Ergonomically, the monitor is very adjustable unless, as I do, you like it to sit a bit high. However, I was using a stand on every CRT I’ve ever used. I now have room to push the monitor back where I like it and stretch my arms out to the keyboard where they belong. However, the monitor adjusts along the z-axis as well (twisting the display to 90°). This is nearly useless for me as they don’t provide this software for the Mac (hello, one of your more loyal customer bases, Samsung). So it means that I’ve been twisting it a half a degree in each direction trying to find completely level.
Aesthetically it’s wonderful. A nice tannish silver which not coincidentally complements the color of both Mac laptops and G4 and G5 desktops. It works well with my charcoal electrostatic Monsoon speakers (the flat panels of the speaker world, and, by the way, well worth it–unbelievable the depth, richness, and lushness these electrostatics produce. I’d always thought electrostatics were dry and overly precise). It has a thin bezel, and the panel attaches to folding arm that rises from a round base. In the back of the base, under a lip, are three connectors: power, DVI, and analog. There is one button and a blue power light on the front. That’s it. All adjustments are made via the software.
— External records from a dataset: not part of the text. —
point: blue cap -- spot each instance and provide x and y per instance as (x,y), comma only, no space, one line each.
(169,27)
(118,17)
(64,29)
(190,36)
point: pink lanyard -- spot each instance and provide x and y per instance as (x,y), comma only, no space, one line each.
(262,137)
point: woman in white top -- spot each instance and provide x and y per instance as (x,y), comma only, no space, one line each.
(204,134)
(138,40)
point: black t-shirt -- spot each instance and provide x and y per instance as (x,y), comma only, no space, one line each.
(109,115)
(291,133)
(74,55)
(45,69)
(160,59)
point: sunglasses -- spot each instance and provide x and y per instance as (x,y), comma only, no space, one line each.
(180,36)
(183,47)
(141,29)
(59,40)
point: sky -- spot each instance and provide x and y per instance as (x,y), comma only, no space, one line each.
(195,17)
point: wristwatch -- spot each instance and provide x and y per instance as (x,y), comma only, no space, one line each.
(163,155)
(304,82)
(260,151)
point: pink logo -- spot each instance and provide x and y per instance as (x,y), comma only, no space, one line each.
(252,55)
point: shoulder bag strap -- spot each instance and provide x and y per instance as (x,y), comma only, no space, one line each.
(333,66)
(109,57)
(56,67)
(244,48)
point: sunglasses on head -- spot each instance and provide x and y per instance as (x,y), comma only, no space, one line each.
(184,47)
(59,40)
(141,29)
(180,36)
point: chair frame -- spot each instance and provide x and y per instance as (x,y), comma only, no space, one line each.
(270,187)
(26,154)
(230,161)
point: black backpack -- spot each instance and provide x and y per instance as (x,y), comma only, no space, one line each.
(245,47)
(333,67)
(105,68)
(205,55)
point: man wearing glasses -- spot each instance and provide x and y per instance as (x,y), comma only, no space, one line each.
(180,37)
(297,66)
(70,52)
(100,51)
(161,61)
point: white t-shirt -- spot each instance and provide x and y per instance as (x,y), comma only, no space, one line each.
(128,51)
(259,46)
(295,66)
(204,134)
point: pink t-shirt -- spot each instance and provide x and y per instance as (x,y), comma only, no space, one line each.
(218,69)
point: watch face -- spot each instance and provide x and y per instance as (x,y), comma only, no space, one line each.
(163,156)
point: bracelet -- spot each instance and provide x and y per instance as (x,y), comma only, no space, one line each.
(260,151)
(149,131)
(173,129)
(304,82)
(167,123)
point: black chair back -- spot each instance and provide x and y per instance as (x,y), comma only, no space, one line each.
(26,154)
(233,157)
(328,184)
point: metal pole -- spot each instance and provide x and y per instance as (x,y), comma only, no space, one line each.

The only place I’ve seen the dreaded ghosting is when switching between two Web pages with black backgrounds. I never saw this during the game I played. I’m prepared to live with it for the extra real estate.
It’s a little pricey but I’m satisfied I got what I paid for, and then some.
The whole driver thing for monitors on windows and linux is a big lie – just a way for monitor manufacturers to pad their manuals. I’ve never had to install driver to get a *monitor* to work in linux or windows, it gets detected through PnP and configured accordingly.